First of all I looked at what I really mean't by Trusting My Instinct. My instinct is to treat the customer the way I like to be treated. That is to say with Honesty, Integrity and Openness. I never sell it unless the customer has a real and genuine need for what I have EVEN if they jump the gun and give me the order without understanding exactly why.

Rackham simply gives a methodology which allows people like me to understand how conversational style selling works and how it is good for both buyer and seller.

Through Rackham I learned the importance of probing beyond the first buying signal to reach the real and most compelling reasons why someone should buy my solution.

Having a conversational map or framework to follow helps give me confidence and helps me relax, you know, slow down a little. Finding real needs is not a race, it takes a little patience but with practice it becomes part of your instinct.

From this perspective I am able to look with the customer to see whether or not there is something of real value for him.

It's like paning for gold with you holding one side of the sieve and the customer holding the other. You are both looking for the same thing and working together in order to find it.

In the book NLP AT WORK by Sue Knight (ISBN 1-85788-070-6 $17.95 U.S
there is a metaphor which I think relates quite well to the way in which Rackhams ideas lead us to sales with integrity.

It goes like this.

There was once a man who found a horse by the wayside.
Several days later and after many miles of walking he returned the horse to it's rightful owner who had loved and cared for it since it was a foal.

"How did you know that the horse belonged to me and how did you know where to find me?" asked the owner.

"I didn't" said the man, "I simply put the horse on the road. Each time he left the road I brought him back to it until eventually he lead me to you. I can tell from his body language and yours that you belong to each other."

Rackham provided me with a road. To sell only what the customer truely needs I needed to figure out a good way of finding a customer's real and most pressing need and then help him to uncover, for himself, the implications of those problems and to search through my solutions to see if there was one that was really right for him.

Cha - ching ! SALE !

So you see Gary, I don't see rackhams ideas as being out of line with my core values ( my instinct ). My instict to sell is not based on impulse but on a genuine desire to help people solve the problems that I've already found solutions to.

The hard part for normal sales people is that the product or service is not all that great, there's no real benefit to the customer, so they try to shoe horn the guy into the sale... Rackham shows us another way.

What do you think Gary?

Warm regards

Dave Bowen - by David Bowen
What do you think Gary?
Dave Bowen
I think that your post reveals you to be a leader. - by Gary Boye
Gary, I'm flattered by your last remark.

Leading, however, is not my forte but exploration, discovery and sharing with others, has, become a passion.

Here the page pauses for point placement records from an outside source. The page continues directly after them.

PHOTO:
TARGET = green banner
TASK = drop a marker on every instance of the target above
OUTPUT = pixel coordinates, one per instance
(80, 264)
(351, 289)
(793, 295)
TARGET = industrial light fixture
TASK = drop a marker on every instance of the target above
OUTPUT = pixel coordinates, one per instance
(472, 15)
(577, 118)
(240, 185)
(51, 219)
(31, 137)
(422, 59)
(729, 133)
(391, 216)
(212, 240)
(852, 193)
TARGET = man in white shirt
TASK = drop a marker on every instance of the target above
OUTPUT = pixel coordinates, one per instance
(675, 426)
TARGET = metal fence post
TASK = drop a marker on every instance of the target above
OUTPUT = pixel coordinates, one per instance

Why not look at all the people in the forum as if we were scientists, chemists maybe, working side by side in the ether to discover those truths, however intangible, that help us connect with people and gather reward from providing real and tangible value to some aspect of their lives.

It's Frontier Psychology!

Thanks for your input Gary, I've really enjoyed being challenged to think more clearly about what I do and the way I share what i've learned.

I'm sure I'm going to meet you at the edge on many occations.